Food allergy is a serious and growing public health issue. Recent data suggest that approximately 15 million Americans have food allergies, including one in every 13 children. Every three minutes, a food allergy reaction sends someone to the emergency room. The U.S. Centers for Disease Control report that food allergies result in more than 300,000 ambulatory-care visits a year among children under the age of 18.
The most serious reaction to a food allergy is anaphylaxis, an exaggerated immune response that can lead to severe rashes, pronounced swelling, particularly of the throat and tongue, and a precipitous drop in blood pressure that can be fatal. Teenagers and young adults with food allergies are at the highest risk of fatal food-induced anaphylaxis.
Eight foods account for 90 percent of all reactions: Milk, eggs, peanuts, tree nuts, soy, wheat, fish, and shellfish. Even trace amounts of a food allergen can cause a reaction.

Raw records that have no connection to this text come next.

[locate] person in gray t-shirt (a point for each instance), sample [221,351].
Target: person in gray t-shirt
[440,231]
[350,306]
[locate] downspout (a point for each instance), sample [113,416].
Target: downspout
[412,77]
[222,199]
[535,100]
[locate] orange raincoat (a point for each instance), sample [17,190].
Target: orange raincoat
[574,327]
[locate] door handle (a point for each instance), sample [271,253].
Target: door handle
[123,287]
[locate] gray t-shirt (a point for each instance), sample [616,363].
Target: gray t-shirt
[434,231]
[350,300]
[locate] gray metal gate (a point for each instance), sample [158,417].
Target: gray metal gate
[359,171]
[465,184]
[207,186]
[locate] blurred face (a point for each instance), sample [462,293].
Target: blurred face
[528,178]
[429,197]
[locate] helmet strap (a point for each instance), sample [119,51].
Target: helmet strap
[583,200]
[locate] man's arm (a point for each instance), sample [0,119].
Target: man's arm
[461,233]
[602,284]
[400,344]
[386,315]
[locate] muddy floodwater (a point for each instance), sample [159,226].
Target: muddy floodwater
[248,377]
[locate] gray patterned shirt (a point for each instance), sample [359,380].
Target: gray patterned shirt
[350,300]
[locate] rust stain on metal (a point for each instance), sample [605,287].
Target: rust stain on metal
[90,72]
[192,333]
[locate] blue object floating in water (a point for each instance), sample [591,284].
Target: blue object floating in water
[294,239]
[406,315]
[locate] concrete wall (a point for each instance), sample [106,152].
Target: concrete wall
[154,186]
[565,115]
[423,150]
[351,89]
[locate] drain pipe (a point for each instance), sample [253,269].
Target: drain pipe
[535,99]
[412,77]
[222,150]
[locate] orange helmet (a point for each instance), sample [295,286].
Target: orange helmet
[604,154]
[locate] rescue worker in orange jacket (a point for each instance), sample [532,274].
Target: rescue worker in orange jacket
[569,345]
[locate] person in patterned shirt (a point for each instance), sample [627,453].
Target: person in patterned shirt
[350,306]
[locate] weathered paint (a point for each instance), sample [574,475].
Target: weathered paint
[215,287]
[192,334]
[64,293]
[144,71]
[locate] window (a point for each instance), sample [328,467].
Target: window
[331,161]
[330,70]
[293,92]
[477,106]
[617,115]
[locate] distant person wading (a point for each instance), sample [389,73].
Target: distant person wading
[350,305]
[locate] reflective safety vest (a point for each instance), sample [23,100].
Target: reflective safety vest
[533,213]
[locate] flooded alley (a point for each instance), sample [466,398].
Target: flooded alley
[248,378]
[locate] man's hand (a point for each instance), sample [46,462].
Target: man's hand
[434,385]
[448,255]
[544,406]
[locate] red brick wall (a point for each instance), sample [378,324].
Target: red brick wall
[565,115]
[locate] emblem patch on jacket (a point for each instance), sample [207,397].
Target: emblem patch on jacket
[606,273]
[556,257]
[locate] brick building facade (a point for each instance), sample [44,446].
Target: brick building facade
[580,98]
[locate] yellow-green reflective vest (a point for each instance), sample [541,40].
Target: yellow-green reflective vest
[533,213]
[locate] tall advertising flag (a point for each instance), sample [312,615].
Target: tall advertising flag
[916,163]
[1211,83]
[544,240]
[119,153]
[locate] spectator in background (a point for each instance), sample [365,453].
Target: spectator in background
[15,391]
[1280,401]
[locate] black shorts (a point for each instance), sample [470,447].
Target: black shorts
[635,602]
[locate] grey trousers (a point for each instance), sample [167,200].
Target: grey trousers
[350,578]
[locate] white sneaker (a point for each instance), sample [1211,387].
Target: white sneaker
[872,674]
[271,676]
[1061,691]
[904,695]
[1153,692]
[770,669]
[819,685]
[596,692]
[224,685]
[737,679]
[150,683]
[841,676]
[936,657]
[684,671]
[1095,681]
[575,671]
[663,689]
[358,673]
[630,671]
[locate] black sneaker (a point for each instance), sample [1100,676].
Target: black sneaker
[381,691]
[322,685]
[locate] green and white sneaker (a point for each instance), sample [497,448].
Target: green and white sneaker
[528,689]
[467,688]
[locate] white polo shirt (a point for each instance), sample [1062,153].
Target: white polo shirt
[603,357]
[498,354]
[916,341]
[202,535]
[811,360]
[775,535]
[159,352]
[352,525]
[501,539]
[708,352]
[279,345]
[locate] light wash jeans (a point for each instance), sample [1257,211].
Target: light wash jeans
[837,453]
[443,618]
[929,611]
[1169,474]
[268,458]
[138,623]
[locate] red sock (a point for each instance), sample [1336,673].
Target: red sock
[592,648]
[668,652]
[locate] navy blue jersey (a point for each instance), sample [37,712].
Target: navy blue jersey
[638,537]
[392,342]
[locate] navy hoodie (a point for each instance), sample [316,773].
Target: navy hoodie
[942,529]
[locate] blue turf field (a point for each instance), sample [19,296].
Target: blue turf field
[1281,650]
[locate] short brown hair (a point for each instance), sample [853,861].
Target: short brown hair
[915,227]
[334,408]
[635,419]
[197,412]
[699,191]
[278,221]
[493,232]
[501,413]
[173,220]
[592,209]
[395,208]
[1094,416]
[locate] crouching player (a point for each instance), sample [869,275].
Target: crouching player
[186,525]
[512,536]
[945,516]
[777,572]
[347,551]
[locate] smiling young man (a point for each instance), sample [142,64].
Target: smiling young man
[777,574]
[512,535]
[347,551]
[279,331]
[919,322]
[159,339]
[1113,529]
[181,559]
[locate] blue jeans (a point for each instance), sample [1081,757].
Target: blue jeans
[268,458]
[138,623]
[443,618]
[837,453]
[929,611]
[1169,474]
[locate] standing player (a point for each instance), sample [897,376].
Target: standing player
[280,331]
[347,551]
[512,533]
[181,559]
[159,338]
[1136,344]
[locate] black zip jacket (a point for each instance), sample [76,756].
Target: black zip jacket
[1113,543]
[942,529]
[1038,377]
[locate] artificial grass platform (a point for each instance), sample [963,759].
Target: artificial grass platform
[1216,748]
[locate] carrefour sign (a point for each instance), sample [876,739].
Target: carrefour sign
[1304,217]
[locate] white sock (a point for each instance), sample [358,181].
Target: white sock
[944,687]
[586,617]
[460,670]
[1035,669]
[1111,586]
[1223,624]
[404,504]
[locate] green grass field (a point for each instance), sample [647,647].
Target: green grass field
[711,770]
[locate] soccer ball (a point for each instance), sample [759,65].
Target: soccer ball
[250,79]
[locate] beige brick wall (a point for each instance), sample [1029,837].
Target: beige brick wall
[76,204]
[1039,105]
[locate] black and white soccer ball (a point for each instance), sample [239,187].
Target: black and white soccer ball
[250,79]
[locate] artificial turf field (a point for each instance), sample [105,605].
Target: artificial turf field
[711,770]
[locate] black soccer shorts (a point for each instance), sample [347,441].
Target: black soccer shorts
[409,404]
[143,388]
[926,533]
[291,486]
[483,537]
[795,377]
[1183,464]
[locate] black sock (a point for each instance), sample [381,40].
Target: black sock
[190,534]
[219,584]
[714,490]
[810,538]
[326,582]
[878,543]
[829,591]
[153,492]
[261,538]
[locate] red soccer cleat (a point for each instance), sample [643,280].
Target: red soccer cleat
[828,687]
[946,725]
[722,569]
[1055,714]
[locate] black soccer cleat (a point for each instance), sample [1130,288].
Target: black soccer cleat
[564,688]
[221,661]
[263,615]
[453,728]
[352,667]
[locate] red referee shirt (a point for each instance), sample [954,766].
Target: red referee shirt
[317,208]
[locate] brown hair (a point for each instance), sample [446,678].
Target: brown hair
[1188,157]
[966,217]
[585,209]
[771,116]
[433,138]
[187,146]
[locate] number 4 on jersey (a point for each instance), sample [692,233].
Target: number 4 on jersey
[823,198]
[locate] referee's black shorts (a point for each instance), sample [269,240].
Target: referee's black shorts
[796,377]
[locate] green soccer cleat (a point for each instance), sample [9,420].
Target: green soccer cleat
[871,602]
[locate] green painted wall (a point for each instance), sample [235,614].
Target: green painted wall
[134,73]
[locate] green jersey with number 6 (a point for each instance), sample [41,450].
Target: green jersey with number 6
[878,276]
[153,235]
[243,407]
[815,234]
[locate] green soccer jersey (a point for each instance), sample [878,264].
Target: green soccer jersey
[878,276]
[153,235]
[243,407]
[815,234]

“Currently, the FDA is weighing the issue of preventive controls and food allergen thresholds—matters of great importance to the food allergy community,” says John Lehr, CEO of the nonprofit advocacy organization, Food Allergy Research & Education (FARE), McLean, Va. “In January, the FDA requested public comment on a new proposed rule on preventive controls called Current Good Manufacturing Practice and Hazard Analysis and Risk-Based Preventive Controls for Human Food. It would improve safety across the food system by reducing the risks from all hazards in manufactured foods.”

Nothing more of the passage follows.